The quietness was finally back in the art room.

Will looked down at his drawing, at the constellation of Antlia. He’d just drawn what he saw in his dreams last night, as a way to get it out of his system. But it 'd actually beeen his favorite design until now too.



 

 

ᯓ ⋆˙⭑.ᐟ

 

 

 

The air in El's room at Hopper's cabin was now filled with the scent of vanilla-scented candles, her more recent and cherished discovery.

The Cure's "How Beautiful You Are" spun from Hopper's salvaged turntable. El sat on the floor with her back to Will's knees, as he carefully sectioned her hair. Will had learned from Max how to braid her hair, and now El asked him to do it a lot whenever they hang out together, even if she usually preferred to fill her curly hair with a lot of colorful hair clips.

"He named the constellation a tire jack, as if he didn't heard when I said pump, air pump."

El's shoulders shook with a silent laugh. "Air pump?"

"Antlia, the air pump. He thinks it's the least magical thing he's ever heard." Will's voice was light, a gentle complaint that held no actual, real heat against Chance.

"Is he wrong?" El asked, tilting her head back to look up at him upside down.

"Yes, but no." Will muttered with a small, incredulous smile on his face as he worked a comb through a El's hair. "He just said it to be funny, but he's not... charming."

"You don't like him?"

"I don't know," Will replied. "I mean, I think I do. I don't have any reasons not to, except that his friends are kind of jerks, but..."

"Does he bother you?"

"Not really," Will added. "He's nice, or at least he tries to be nice with me. But... I don't know, I wonder if Dustin or Mike would get mad if I actually were friends with him. You get it?"

El shrugged. "I think so."

Will sighed. "Sorry, I don't even know why I'm talking about this."

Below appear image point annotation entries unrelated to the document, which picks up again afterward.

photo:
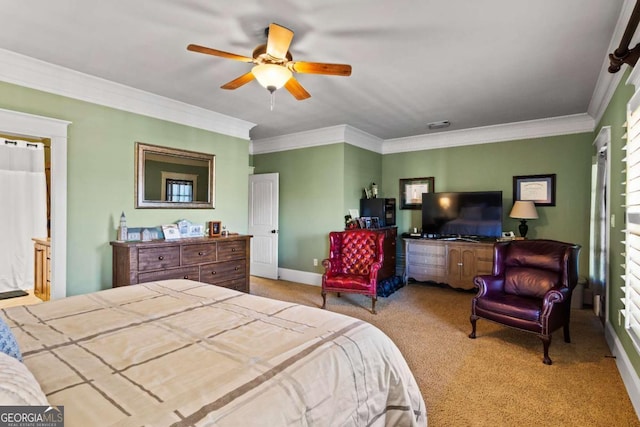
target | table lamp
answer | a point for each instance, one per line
(524, 210)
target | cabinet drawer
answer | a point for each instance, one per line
(421, 249)
(231, 250)
(222, 271)
(423, 273)
(174, 273)
(157, 258)
(198, 254)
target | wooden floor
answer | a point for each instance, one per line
(26, 300)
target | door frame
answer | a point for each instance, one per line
(29, 125)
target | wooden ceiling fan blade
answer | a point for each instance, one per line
(296, 89)
(220, 53)
(320, 68)
(240, 81)
(278, 41)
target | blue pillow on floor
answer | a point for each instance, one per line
(8, 343)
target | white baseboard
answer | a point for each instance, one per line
(305, 277)
(627, 372)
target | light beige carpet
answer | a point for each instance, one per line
(498, 379)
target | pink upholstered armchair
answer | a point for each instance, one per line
(355, 256)
(530, 288)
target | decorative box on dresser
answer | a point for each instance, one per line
(42, 268)
(222, 261)
(453, 262)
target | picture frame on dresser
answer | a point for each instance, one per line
(411, 190)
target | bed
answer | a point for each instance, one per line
(185, 353)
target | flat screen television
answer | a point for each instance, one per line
(462, 214)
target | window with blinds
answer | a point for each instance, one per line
(631, 300)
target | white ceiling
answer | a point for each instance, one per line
(474, 63)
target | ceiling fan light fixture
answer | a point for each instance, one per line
(271, 76)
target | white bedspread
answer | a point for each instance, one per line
(184, 353)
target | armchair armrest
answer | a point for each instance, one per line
(488, 284)
(553, 296)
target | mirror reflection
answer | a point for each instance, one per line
(173, 178)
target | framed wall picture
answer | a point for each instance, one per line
(411, 190)
(541, 189)
(215, 228)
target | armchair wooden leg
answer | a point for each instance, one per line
(473, 320)
(546, 342)
(567, 336)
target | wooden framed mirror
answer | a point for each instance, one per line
(171, 178)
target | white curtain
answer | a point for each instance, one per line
(23, 216)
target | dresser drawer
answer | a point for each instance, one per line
(222, 271)
(191, 273)
(198, 254)
(231, 250)
(158, 258)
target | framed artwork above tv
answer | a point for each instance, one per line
(411, 190)
(541, 189)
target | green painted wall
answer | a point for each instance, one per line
(100, 177)
(311, 201)
(361, 169)
(615, 116)
(493, 166)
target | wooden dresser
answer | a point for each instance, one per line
(222, 261)
(42, 269)
(455, 263)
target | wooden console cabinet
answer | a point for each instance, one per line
(453, 262)
(222, 261)
(42, 269)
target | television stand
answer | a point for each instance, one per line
(453, 262)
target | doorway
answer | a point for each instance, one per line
(263, 224)
(31, 126)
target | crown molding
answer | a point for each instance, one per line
(35, 74)
(607, 82)
(317, 137)
(577, 123)
(565, 125)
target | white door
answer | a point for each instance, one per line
(263, 224)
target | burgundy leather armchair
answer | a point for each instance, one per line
(355, 256)
(530, 288)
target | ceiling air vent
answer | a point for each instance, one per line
(439, 125)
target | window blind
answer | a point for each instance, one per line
(631, 300)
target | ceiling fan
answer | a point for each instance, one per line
(274, 65)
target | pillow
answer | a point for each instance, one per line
(18, 386)
(8, 343)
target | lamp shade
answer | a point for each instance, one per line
(524, 209)
(271, 76)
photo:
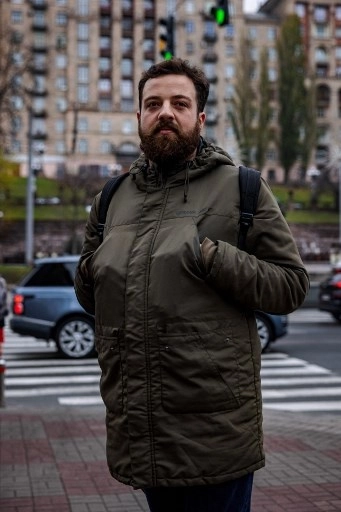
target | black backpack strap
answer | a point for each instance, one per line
(249, 185)
(108, 191)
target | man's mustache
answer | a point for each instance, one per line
(164, 125)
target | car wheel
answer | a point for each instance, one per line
(75, 338)
(337, 317)
(264, 332)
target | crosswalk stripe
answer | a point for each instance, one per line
(323, 406)
(61, 390)
(81, 400)
(288, 383)
(34, 381)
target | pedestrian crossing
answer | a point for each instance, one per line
(292, 384)
(34, 372)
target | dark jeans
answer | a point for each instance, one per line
(233, 496)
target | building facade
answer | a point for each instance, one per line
(87, 58)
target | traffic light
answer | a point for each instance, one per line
(220, 13)
(166, 38)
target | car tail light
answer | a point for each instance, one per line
(18, 305)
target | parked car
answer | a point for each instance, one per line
(330, 293)
(44, 305)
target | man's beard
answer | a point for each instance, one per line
(169, 149)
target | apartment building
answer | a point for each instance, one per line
(87, 58)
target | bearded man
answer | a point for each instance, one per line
(174, 300)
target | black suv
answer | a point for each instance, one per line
(44, 305)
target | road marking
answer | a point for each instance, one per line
(81, 400)
(61, 390)
(306, 369)
(323, 406)
(307, 392)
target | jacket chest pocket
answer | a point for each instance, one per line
(199, 373)
(112, 383)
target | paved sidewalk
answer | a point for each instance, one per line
(53, 460)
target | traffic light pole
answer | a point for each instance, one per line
(29, 196)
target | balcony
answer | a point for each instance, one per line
(210, 57)
(39, 26)
(39, 135)
(210, 37)
(39, 4)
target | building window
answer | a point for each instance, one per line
(190, 47)
(271, 34)
(320, 14)
(61, 104)
(105, 147)
(105, 126)
(322, 31)
(253, 33)
(16, 17)
(127, 67)
(127, 88)
(61, 83)
(229, 50)
(127, 105)
(60, 125)
(83, 93)
(83, 125)
(83, 50)
(126, 44)
(61, 19)
(229, 71)
(83, 7)
(104, 64)
(189, 27)
(105, 43)
(300, 10)
(105, 105)
(61, 41)
(148, 45)
(147, 63)
(83, 31)
(272, 54)
(127, 126)
(39, 40)
(83, 146)
(104, 85)
(272, 74)
(83, 74)
(229, 31)
(61, 61)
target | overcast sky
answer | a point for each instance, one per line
(251, 5)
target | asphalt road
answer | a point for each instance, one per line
(313, 336)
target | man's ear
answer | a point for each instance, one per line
(202, 118)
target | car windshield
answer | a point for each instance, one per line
(52, 274)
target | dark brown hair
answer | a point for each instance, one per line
(178, 66)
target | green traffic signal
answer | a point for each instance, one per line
(167, 55)
(220, 16)
(220, 13)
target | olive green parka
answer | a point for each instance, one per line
(178, 348)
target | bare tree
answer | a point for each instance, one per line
(243, 109)
(263, 132)
(15, 60)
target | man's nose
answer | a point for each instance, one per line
(166, 110)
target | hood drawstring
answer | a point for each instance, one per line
(186, 184)
(142, 169)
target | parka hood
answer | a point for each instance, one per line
(208, 158)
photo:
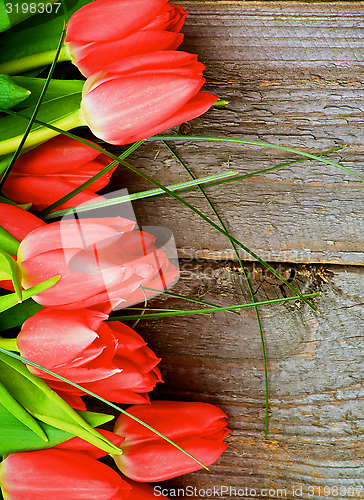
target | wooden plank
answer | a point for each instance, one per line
(316, 430)
(293, 75)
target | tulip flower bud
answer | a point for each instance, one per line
(198, 428)
(137, 97)
(102, 262)
(18, 222)
(65, 475)
(109, 359)
(103, 31)
(50, 171)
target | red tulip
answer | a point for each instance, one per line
(48, 172)
(121, 28)
(18, 222)
(109, 359)
(64, 475)
(101, 262)
(143, 95)
(198, 428)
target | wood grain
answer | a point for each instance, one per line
(316, 376)
(293, 75)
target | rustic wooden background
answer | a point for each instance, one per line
(293, 74)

"Will," El called after him. "It's fine."

"I just— I don't know. Today, Chance looked at my flyer really nice, like he actually liked it. And for some reason I thought about it a lot... as if maybe we could have things in common."

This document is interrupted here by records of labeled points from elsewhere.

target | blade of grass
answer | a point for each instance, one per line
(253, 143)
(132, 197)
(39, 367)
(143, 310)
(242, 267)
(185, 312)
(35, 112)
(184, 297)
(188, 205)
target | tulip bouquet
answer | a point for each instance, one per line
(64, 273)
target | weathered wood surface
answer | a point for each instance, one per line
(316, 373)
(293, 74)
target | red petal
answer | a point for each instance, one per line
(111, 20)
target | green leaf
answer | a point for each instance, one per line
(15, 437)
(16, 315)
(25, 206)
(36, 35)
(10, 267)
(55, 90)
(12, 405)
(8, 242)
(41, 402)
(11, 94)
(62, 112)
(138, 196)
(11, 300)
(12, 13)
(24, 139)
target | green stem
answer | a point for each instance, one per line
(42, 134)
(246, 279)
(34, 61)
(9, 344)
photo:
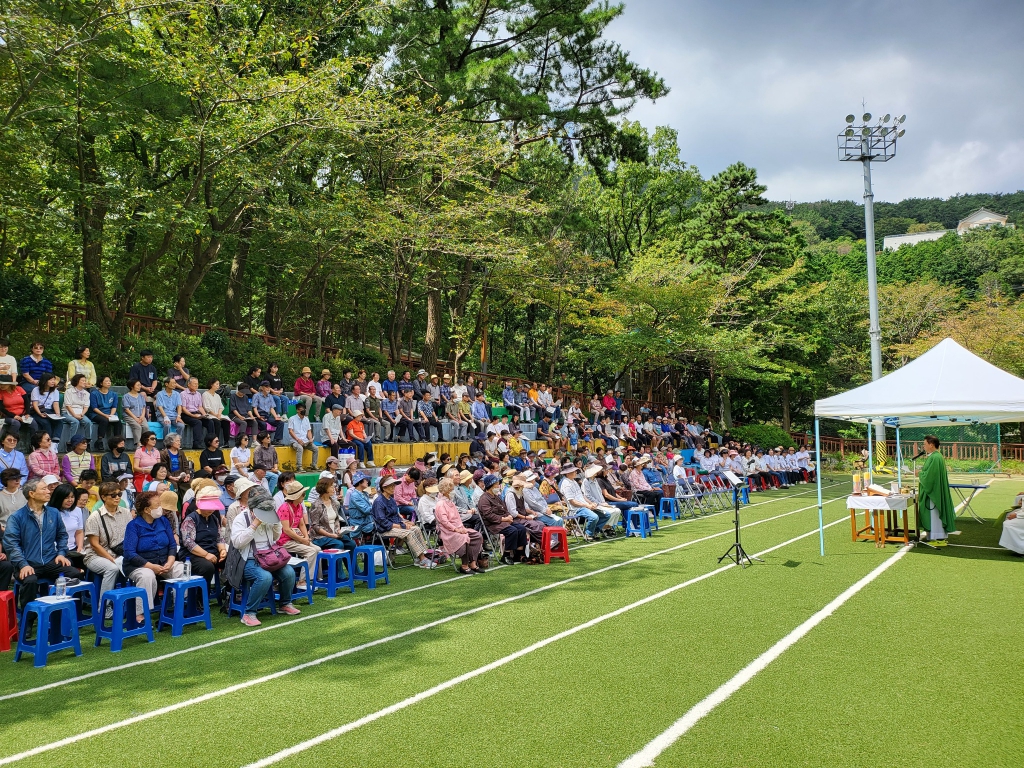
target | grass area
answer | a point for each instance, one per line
(914, 669)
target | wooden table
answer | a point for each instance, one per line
(882, 519)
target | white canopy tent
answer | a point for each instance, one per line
(945, 385)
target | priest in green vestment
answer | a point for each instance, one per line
(935, 504)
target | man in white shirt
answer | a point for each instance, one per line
(302, 436)
(580, 506)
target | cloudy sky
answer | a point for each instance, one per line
(769, 82)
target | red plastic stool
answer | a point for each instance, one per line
(561, 546)
(8, 620)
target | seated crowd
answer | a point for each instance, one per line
(138, 517)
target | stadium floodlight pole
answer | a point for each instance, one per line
(863, 143)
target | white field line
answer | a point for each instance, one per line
(646, 757)
(380, 641)
(366, 720)
(311, 616)
(648, 754)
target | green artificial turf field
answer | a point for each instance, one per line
(579, 665)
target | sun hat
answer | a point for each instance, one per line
(206, 498)
(294, 491)
(243, 484)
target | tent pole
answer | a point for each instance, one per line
(870, 450)
(817, 475)
(899, 460)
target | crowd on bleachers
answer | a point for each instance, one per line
(238, 519)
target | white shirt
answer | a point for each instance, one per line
(300, 426)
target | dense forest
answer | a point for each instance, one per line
(457, 179)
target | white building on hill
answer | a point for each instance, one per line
(981, 217)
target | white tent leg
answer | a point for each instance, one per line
(817, 475)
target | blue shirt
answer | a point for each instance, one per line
(145, 543)
(26, 542)
(102, 402)
(264, 402)
(386, 514)
(14, 460)
(33, 369)
(170, 402)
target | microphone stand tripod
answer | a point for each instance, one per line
(736, 553)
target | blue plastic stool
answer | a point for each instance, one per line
(123, 623)
(79, 589)
(367, 569)
(668, 508)
(268, 601)
(307, 593)
(56, 629)
(638, 521)
(182, 609)
(331, 581)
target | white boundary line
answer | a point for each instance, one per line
(366, 720)
(416, 630)
(645, 757)
(330, 611)
(648, 754)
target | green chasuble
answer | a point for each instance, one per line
(933, 486)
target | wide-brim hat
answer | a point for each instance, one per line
(243, 484)
(207, 498)
(294, 491)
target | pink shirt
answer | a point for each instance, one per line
(404, 494)
(290, 512)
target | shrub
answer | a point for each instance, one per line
(763, 435)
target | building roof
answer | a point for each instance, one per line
(982, 215)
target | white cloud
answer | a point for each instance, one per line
(770, 87)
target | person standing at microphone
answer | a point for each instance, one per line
(935, 502)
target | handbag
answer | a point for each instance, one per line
(271, 558)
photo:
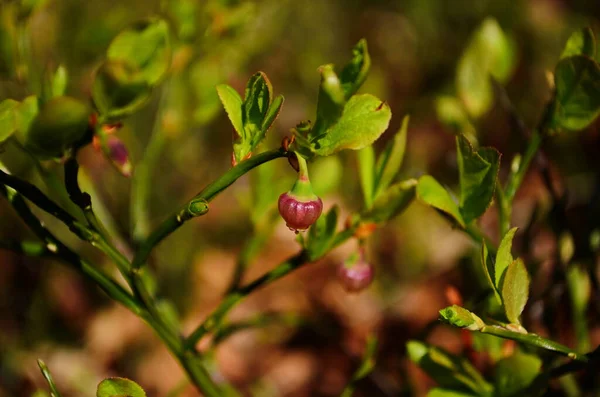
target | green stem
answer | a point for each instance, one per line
(189, 210)
(533, 340)
(141, 182)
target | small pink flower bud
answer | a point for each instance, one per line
(355, 274)
(298, 213)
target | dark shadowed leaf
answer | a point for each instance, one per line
(355, 72)
(119, 387)
(433, 194)
(515, 373)
(478, 171)
(582, 42)
(364, 119)
(577, 102)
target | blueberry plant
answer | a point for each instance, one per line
(50, 127)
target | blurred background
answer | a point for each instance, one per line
(314, 332)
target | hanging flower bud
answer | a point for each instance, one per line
(300, 207)
(115, 151)
(355, 273)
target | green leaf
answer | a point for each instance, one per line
(390, 160)
(119, 387)
(270, 116)
(514, 374)
(478, 171)
(53, 389)
(577, 101)
(355, 72)
(488, 270)
(322, 233)
(503, 258)
(330, 103)
(489, 53)
(460, 317)
(59, 81)
(25, 113)
(515, 290)
(366, 171)
(448, 370)
(257, 100)
(364, 119)
(232, 102)
(146, 45)
(119, 90)
(581, 42)
(437, 392)
(7, 118)
(392, 202)
(433, 194)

"...Not like Mike and me," El said softly, her gaze drifting to the woodened rooftop of her room.

Will's fingers stilled on her hair for a second, the unspoken comparison between Chance and Mike hung heavy in the air as Will realized where the subject had drifted to. Had El thought something else about his complaints about Chance?

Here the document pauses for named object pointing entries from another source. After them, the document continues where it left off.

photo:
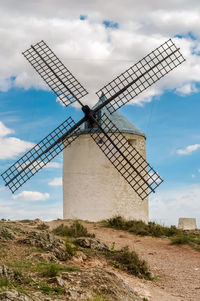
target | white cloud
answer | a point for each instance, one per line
(4, 131)
(31, 196)
(53, 165)
(188, 150)
(96, 54)
(168, 205)
(37, 165)
(11, 146)
(55, 182)
(29, 210)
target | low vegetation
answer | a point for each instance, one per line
(176, 235)
(53, 269)
(75, 230)
(129, 261)
(42, 226)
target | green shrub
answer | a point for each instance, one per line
(141, 228)
(46, 289)
(75, 230)
(53, 269)
(98, 297)
(4, 282)
(26, 221)
(130, 261)
(182, 239)
(70, 249)
(42, 226)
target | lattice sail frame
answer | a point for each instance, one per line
(39, 156)
(146, 179)
(142, 75)
(54, 73)
(118, 92)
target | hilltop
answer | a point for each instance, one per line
(76, 260)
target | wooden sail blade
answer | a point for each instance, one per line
(55, 74)
(140, 76)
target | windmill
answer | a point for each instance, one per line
(132, 166)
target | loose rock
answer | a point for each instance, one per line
(47, 242)
(8, 274)
(83, 285)
(6, 233)
(13, 295)
(92, 243)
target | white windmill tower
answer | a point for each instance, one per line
(101, 191)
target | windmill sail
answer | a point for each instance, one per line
(126, 159)
(40, 155)
(55, 74)
(142, 75)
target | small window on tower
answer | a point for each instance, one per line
(132, 142)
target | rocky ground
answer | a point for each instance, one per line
(36, 264)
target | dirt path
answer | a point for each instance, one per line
(177, 268)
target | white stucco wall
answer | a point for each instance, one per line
(93, 189)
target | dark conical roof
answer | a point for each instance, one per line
(121, 122)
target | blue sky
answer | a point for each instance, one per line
(96, 45)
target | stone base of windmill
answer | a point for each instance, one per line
(187, 223)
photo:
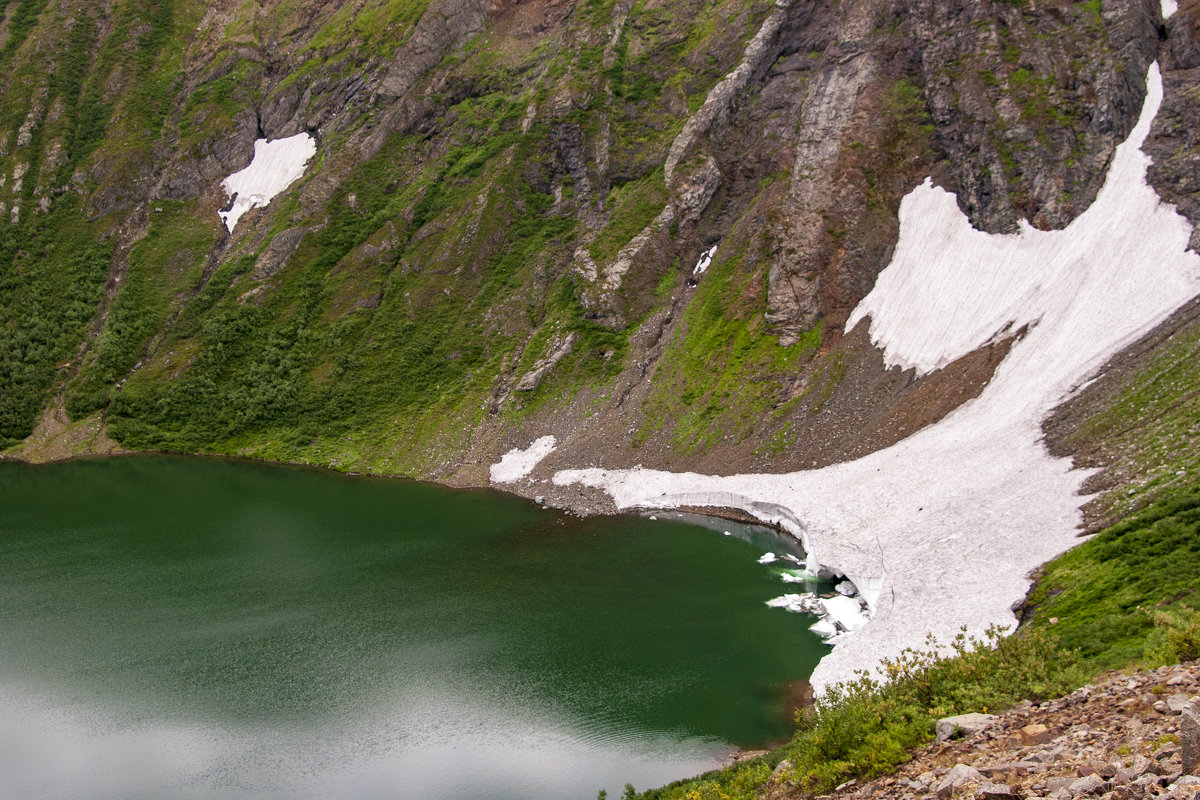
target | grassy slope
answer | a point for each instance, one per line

"Yeah, about that..." he whispered, clearing his throat. "How is the breakup going?"

Silence settled for a moment between them. Will continued his work until he finished El's first braid, securing it with a small, clear elastic from his wrist.

"Not bad," El replied, calmly. "Mike called earlier. I think we're good, but he keeps saying I should listen to Hop and hide here for the next few weeks"

Will hummed, sympathetically, before he started with her second braid. "I think he means well."

"He still doesn't trust that I can be careful." El corrected him. "We are just... like different shapes. And we do not fit."

"I know." Will's heart ached for her, and for the echo of that feeling in his own chest. "I mean, I don't really think that you two don't fit but... I get what you mean."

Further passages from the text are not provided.